Occorreva riunire il Gabinetto di Crisi nell’ambito del quale il Collegio dei Giureconsulti avrebbe chiarito come occorreva procedere in base ai criteri di legittimità che la Legge sancisce. I suoi membri, unici deputati a farlo, avrebbero aperto, sfogliato, letto e interpretato l’Hypertartaros, ove la legge stessa era stata scritta all’origine del tempo senza limite.
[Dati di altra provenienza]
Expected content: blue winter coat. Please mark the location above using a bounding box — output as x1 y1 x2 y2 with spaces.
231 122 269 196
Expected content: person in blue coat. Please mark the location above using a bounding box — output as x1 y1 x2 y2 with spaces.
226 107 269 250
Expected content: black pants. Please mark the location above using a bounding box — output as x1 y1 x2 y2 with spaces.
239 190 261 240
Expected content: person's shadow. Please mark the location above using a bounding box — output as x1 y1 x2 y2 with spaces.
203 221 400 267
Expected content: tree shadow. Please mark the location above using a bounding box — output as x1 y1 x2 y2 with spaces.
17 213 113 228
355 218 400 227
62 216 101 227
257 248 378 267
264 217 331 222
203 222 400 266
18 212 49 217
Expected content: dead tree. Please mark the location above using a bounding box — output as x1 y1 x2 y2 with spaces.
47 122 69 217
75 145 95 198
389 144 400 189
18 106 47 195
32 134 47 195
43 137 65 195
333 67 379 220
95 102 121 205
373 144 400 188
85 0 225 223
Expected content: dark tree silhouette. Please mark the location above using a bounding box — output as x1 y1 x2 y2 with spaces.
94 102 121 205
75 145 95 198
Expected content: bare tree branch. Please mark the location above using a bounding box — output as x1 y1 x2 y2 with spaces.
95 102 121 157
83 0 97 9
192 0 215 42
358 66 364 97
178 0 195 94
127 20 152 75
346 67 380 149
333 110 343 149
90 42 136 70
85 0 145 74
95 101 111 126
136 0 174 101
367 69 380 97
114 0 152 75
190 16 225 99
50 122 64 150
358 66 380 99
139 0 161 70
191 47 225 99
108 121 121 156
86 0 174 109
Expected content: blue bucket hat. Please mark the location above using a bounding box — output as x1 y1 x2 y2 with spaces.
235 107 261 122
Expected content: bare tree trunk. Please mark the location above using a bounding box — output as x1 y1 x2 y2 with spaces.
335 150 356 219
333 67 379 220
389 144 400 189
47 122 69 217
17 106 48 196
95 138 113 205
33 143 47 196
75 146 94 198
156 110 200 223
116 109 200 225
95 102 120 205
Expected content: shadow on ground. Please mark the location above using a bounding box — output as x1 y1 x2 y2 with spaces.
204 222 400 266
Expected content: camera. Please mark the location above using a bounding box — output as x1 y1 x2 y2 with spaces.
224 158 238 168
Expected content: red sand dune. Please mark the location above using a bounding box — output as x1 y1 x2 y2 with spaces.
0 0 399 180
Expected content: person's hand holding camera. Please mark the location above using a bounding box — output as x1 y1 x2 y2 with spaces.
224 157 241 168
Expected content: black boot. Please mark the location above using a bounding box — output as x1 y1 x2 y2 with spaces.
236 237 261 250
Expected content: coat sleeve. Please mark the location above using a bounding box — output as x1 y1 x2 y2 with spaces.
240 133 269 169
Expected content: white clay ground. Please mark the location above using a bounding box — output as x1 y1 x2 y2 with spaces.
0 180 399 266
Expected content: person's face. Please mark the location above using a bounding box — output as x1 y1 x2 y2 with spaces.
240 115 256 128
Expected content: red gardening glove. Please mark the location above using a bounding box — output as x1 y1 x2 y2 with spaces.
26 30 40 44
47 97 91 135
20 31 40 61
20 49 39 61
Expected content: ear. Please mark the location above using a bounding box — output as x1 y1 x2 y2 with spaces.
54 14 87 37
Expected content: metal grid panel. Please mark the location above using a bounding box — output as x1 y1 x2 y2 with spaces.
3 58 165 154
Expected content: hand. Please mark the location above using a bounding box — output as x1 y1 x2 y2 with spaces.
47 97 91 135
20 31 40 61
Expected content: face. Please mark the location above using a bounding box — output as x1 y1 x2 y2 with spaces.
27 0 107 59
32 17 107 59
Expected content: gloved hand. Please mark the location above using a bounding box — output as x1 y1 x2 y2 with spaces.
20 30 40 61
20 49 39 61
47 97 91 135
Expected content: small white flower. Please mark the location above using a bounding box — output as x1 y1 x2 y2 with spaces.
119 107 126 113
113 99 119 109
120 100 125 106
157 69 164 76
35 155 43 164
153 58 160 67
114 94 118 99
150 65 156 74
Si procedette come illustrato. Il giureconsulto incaricato concretamente dell’operazione si rivolse al capitolo intitolato “Furto di arredi”. Fu subito chiaro che tale crimine, pur giudicato riprovevole e suscettibile di biasimo incondizionato dal testo di riferimento, non avrebbe giustificato una guerra totale tra regni infernali. Occorreva agire in modo subdolo e indiretto per aggirare la Legge. Occorreva soprattutto agire velocemente e senza dare nell’occhio. A questo punto chiamarono me. Il mio compito fu descritto in modo inequivocabile: fornire un pretesto.

Iniziai a uccidere capi di stato maggiore e ufficiali di rango superiore del nostro esercito, lasciando ogni volta tracce che lasciassero pensare a un agguato di sicari inviati da Mrtradatr. Feci un buon lavoro e non posso dire di non essermi divertito a farlo.
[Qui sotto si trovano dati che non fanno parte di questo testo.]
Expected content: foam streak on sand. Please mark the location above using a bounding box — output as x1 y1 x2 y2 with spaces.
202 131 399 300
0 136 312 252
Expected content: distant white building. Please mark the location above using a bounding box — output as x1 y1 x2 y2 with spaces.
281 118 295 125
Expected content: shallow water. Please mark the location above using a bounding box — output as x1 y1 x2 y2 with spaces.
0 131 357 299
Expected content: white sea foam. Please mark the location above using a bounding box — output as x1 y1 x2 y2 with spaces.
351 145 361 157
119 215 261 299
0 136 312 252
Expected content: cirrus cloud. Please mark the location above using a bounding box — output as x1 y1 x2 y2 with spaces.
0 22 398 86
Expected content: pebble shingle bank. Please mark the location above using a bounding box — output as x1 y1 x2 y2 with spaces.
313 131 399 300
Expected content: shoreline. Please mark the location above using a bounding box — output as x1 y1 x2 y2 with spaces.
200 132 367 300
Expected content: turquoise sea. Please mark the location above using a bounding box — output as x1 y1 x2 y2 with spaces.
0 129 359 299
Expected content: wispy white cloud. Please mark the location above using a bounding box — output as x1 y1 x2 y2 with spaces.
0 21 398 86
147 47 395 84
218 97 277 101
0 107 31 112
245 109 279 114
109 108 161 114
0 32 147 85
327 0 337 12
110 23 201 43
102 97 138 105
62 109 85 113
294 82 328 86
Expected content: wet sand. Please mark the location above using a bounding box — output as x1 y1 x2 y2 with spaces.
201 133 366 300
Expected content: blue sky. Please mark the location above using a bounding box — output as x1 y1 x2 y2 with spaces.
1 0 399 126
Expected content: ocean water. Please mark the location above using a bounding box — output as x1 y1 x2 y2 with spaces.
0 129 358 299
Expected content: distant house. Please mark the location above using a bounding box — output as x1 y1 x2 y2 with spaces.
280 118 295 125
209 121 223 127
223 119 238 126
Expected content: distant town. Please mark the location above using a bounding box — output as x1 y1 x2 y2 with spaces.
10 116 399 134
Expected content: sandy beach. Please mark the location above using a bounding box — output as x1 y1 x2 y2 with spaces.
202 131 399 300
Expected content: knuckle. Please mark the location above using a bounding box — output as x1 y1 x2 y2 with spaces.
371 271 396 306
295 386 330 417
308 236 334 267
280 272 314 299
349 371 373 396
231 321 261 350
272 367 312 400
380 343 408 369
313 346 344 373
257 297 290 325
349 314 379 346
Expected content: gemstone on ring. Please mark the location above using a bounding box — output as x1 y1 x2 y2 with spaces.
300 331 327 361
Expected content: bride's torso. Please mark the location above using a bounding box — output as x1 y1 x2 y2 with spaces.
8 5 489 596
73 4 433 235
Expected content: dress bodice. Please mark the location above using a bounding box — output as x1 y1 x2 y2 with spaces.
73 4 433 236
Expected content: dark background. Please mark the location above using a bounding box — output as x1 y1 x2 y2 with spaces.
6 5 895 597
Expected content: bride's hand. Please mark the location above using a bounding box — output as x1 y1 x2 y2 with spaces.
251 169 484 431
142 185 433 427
Venne di conseguenza approntato un esercito destinato ad assediare il regno di re Mrtradatr per il tempo necessario alla restituzione del manufatto. I giureconsulti non poterono negare il sussistere delle condizioni necessarie e sufficienti. Appena pronto esso partì verso i confini del regno nemico. Ma l’assedio si protrasse oltre il tempo tollerabile dalla sensibilità musicofila del nostro sovrano. Mi infiltrai allora oltre i bastioni del nemico e approfttando della situazione precaria degli assediati, nonché impiegando diffusamente tecniche di tortura innovative e fantasiose, mi impadronii della sedia agognata.
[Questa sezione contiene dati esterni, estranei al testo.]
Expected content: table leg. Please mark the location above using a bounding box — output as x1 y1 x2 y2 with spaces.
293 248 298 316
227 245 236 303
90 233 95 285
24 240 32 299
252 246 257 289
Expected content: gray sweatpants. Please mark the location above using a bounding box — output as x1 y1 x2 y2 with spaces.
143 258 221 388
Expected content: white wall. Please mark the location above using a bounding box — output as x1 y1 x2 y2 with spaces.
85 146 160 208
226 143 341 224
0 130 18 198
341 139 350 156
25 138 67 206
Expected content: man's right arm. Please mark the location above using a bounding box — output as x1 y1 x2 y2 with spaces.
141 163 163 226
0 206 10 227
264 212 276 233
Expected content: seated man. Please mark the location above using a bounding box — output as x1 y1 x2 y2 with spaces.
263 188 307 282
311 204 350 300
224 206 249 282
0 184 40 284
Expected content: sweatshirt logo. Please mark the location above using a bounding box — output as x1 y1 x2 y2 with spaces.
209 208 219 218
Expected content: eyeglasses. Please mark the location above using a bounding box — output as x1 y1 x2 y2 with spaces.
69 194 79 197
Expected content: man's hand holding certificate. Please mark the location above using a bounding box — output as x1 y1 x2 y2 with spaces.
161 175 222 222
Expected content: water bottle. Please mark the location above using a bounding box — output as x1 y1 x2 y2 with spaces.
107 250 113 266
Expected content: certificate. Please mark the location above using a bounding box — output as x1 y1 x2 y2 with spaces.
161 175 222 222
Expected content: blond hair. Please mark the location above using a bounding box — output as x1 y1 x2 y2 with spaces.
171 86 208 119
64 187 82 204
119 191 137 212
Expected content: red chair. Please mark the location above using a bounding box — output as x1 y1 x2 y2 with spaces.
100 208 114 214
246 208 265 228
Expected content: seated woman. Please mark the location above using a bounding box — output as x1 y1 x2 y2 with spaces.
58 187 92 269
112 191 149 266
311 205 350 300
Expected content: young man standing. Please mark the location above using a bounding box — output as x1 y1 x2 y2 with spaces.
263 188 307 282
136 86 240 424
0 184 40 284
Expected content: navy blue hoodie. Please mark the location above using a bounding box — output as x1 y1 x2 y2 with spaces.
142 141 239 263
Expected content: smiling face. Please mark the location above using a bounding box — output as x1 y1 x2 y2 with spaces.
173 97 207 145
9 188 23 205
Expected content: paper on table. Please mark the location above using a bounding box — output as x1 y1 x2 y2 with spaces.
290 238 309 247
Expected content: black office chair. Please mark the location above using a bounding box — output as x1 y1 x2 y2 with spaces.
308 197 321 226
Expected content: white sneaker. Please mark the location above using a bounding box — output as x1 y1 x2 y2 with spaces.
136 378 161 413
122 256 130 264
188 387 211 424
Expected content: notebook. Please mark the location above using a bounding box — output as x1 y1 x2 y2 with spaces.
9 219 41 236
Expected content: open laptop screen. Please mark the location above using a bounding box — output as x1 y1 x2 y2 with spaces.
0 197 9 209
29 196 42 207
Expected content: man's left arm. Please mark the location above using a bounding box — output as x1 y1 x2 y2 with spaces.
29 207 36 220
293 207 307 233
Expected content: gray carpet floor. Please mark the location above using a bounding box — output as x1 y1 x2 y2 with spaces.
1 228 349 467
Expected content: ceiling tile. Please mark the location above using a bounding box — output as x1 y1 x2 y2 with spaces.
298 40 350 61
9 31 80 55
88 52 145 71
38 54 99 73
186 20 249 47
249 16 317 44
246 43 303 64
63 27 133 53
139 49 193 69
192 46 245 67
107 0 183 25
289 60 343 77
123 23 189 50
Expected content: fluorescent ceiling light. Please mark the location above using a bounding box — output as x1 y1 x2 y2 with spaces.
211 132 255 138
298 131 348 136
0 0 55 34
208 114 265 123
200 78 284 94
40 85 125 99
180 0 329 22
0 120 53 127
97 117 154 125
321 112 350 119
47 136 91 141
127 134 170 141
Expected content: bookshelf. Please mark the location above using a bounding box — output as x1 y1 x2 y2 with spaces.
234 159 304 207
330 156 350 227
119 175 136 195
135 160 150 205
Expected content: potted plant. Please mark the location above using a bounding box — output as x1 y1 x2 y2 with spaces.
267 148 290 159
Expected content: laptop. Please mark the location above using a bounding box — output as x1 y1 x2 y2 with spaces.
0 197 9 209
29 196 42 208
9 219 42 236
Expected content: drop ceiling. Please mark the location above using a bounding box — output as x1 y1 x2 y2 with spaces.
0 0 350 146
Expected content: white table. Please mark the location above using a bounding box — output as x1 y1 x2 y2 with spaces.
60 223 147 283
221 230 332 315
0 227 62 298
Riportandola al mio re fui naturalmente inseguito dall’intero esercito nemico. Una volta giunto presso la gola di Jond Sobrandr fu chiara la necessità di tutelare la sedia a discapito dell’integrità e della sopravvivenza della nostra compagine. Mentre riportavo il prezioso oggetto entro le nostre mura, i valorosi soldati di Kroghios Asthatr si sacrificavano più o meno consapevolmente per garantire al proprio re la possibilità di un intrattenimento musicale all’altezza del suo rango.